Effect of carbon content and sulfate fertilization on thioarsenate biogeochemistry and on rhizosphere microbiome in rice paddies

Background: Arsenic content in rice grains is limited by European Union directives. In rice paddies, continuous flooding leads to the dissolution of iron (oxyhydr)oxides and release of arsenic from soil minerals with subsequent uptake by rice plant and translocation to the grains. Sulfate fertilization was suggested to reduce arsenic accumulation in rice grains. While direct and indirect microbial arsenic transformations have been widely studied over the last years in rice paddies, the dynamics involving thioarsenates are poorly characterized. Objectives: Composition and activities of the rhizospheric microbial communities were investigated in relation to carbon content, sulfur fertilization, thioarsenates occurrence in pore-water and arsenic speciation in rice. Methods: Rice was cultivated in soils with different carbon content and sulfate fertilization in mesocosms placed in the open air.
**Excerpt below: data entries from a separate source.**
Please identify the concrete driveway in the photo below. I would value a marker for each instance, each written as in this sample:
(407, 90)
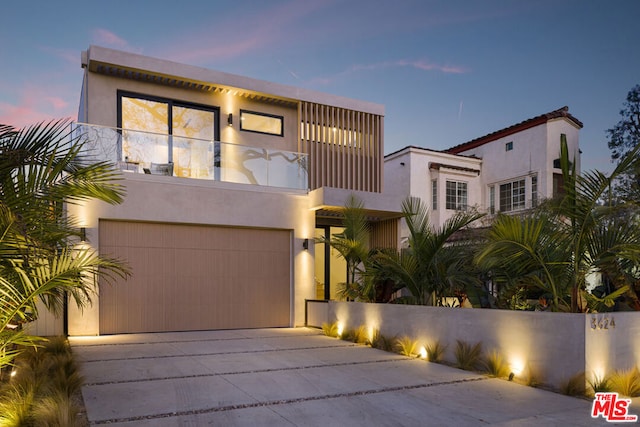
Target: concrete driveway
(295, 377)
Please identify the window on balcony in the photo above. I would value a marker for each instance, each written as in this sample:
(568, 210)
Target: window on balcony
(512, 196)
(169, 132)
(456, 197)
(269, 124)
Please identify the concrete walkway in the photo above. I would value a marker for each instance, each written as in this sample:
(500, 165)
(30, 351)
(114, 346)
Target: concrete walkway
(296, 377)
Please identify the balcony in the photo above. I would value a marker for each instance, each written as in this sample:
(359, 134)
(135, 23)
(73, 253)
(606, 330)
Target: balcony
(152, 153)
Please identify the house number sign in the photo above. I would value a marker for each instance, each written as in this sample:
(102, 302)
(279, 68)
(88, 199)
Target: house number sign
(602, 322)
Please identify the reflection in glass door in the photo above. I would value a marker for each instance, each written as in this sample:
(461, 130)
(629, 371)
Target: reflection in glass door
(193, 142)
(330, 267)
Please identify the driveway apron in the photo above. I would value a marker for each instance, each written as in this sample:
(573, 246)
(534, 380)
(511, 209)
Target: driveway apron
(296, 377)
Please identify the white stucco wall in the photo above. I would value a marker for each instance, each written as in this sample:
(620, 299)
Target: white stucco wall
(415, 176)
(188, 201)
(551, 346)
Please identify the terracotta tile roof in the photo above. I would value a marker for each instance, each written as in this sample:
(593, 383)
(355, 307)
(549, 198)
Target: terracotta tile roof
(535, 121)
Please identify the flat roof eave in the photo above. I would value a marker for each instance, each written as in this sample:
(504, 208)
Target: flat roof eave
(126, 61)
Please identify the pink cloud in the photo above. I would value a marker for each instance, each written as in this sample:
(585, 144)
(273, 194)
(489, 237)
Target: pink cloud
(107, 38)
(420, 65)
(417, 64)
(32, 107)
(267, 29)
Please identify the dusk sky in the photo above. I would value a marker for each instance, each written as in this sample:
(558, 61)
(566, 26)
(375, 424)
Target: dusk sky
(446, 71)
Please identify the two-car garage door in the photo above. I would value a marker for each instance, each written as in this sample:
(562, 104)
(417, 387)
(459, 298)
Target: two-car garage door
(190, 277)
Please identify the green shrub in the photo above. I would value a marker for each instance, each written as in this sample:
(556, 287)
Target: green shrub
(626, 383)
(330, 329)
(495, 365)
(435, 352)
(42, 391)
(600, 384)
(382, 342)
(407, 346)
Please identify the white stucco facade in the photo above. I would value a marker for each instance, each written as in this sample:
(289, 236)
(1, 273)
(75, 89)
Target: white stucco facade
(508, 171)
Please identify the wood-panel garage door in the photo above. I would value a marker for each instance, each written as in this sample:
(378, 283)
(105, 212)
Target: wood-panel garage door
(189, 277)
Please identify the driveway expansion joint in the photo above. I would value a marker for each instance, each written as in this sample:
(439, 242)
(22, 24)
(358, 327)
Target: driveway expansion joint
(268, 350)
(254, 371)
(286, 401)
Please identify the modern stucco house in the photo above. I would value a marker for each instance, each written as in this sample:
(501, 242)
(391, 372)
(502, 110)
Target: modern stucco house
(507, 171)
(228, 181)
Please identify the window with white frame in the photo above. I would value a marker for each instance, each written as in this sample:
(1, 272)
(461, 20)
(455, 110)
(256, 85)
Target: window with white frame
(512, 196)
(534, 191)
(434, 195)
(456, 197)
(492, 199)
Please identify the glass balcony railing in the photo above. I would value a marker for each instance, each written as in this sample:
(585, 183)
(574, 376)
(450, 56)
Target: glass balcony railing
(151, 153)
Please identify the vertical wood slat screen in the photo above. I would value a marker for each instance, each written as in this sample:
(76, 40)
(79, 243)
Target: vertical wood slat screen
(384, 234)
(345, 147)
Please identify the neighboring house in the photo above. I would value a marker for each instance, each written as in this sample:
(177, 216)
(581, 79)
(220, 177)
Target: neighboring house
(228, 181)
(508, 171)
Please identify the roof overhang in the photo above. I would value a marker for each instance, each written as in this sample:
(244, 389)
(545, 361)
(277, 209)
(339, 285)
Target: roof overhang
(144, 68)
(331, 201)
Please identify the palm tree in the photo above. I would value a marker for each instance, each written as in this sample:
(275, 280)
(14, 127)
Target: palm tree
(432, 265)
(555, 248)
(42, 168)
(526, 252)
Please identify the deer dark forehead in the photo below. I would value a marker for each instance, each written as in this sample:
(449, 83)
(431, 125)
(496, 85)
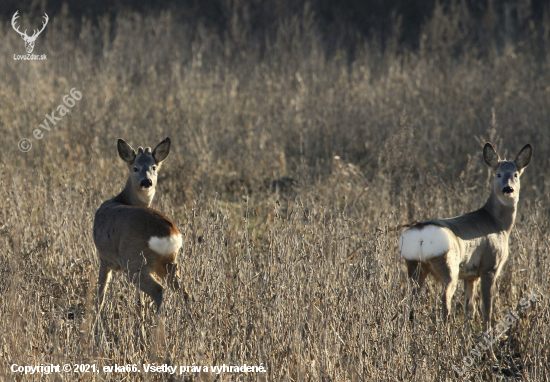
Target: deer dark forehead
(145, 159)
(508, 165)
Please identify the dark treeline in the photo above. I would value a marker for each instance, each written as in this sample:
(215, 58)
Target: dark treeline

The main physic-chemical parameters were monitored in the pore-water and related to arsenic accumulation in rice grains. Microbial communities were screened by 16S rRNA genes Illumina sequencing in rhizosphere soil and pore water at different time points. Genes related to sulfur and arsenic metabolism were quantified by real-time quantitative PCR. Results: During rice growing season, sulfate addition led to a higher proportion of thioarsenates and methylated arsenic in the pore-water. In rice grains total arsenic decreased while the proportion of methylated arsenic increased. Illumina libraries revealed that in rhizosphere soil and in pore-water sulfate-reducing microorganisms were promoted, probably linked to higher arsenic thiolation. In the pore-water of sulfate-fertilized mesocosms, arsenic-methylating microorganisms were more abundant, possibly explaining the higher proportion of methylated arsenic in rice grains.